XIII THE CIRCLE OF MAECENAS
XIV THE GEORGICS
XV THE AENEID
VERGIL
I
MANTUA DIVES AVIS
Among biographical commonplaces one frequently finds the generalization that it is the provincial who acquires the perspective requisite for a true estimate of a nation, and that it is the country-boy reared in lonely communion with himself who attains the deepest knowledge of human nature. If there be some degree of truth in this reflection, Publius Vergilius Maro, the farmer's boy from the Mantuan plain, was in so far favored at birth.
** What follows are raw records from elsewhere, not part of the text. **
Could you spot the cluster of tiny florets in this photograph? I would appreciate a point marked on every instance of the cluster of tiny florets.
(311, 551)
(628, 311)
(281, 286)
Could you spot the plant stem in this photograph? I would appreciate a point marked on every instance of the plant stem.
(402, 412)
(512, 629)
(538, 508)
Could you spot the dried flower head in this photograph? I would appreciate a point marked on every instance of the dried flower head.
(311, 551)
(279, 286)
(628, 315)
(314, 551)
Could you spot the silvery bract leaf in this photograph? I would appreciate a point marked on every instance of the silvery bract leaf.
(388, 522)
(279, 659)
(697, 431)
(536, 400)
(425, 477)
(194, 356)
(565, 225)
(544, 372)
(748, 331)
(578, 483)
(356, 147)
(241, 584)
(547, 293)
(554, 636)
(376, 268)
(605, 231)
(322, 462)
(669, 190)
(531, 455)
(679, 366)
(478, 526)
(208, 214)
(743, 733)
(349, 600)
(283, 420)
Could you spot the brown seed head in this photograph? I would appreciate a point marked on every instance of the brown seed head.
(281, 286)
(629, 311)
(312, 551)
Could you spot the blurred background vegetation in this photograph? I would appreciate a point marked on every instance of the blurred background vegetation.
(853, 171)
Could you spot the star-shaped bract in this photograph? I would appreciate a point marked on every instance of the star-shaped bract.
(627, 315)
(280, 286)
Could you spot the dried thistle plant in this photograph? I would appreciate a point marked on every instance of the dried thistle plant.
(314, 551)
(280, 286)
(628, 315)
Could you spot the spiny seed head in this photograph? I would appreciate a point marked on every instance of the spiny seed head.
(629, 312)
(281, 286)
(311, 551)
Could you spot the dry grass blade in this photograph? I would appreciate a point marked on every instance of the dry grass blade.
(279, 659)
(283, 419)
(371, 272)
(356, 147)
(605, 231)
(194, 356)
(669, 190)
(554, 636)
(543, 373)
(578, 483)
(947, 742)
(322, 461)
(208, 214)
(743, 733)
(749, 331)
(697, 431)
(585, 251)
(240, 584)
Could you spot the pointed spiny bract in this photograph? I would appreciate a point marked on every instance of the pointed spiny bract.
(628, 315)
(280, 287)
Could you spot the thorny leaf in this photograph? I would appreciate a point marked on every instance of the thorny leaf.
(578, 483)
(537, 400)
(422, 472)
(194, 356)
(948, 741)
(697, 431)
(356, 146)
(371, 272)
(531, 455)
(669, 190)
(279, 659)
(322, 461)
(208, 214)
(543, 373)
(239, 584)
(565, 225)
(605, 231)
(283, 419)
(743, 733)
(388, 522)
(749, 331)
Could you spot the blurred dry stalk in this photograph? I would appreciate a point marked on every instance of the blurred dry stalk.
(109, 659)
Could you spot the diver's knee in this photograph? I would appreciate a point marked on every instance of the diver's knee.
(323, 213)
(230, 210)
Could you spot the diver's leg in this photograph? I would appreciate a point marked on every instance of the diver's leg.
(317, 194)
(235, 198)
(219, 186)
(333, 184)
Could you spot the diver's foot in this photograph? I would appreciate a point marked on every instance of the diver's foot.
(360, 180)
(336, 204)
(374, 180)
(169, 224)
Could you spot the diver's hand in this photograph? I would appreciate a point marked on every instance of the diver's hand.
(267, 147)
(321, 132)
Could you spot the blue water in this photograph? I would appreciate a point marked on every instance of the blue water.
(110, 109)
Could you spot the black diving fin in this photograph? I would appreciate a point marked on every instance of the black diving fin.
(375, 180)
It is the fifteenth of October, 70 B.C., that the Mantuans still hold in pious memory: in 1930 they will doubtless invite Italy and the devout of all nations to celebrate the twentieth centenary of the poet's birth.
Ancient biographers, little concerned with Mendelian speculation, have not reported from what stock his family sprang. Scientific curiosity and nationalistic egotism have compelled modern biographers to become anthropologists. Vergil has accordingly been referred, by some critic or other, to each of the several peoples that settled the Po Valley in ancient times: the Umbrians, the Etruscans, the Celts, the Latins. The evidence cannot be mustered into a compelling conclusion, but it may be worth while to reject the improbable suppositions.
The name tells little. Vergilius is a good Italic nomen found in all parts of the peninsula,[1] but Latin names came as a matter of course with the gift of citizenship or of the Latin status, and Mantua with the rest of Cisalpine Gaul had received the Latin status nineteen years before Vergil's birth. The cognomen Maro is in origin a magistrate's title used by Etruscans and Umbrians, but cognomina were a recent fashion in the first century B.C. and were selected by parents of the middle classes largely by accident.
[Footnote 1: Braunholz, The Nationality of Vergil, Classical Review, 1915, 104 ff.]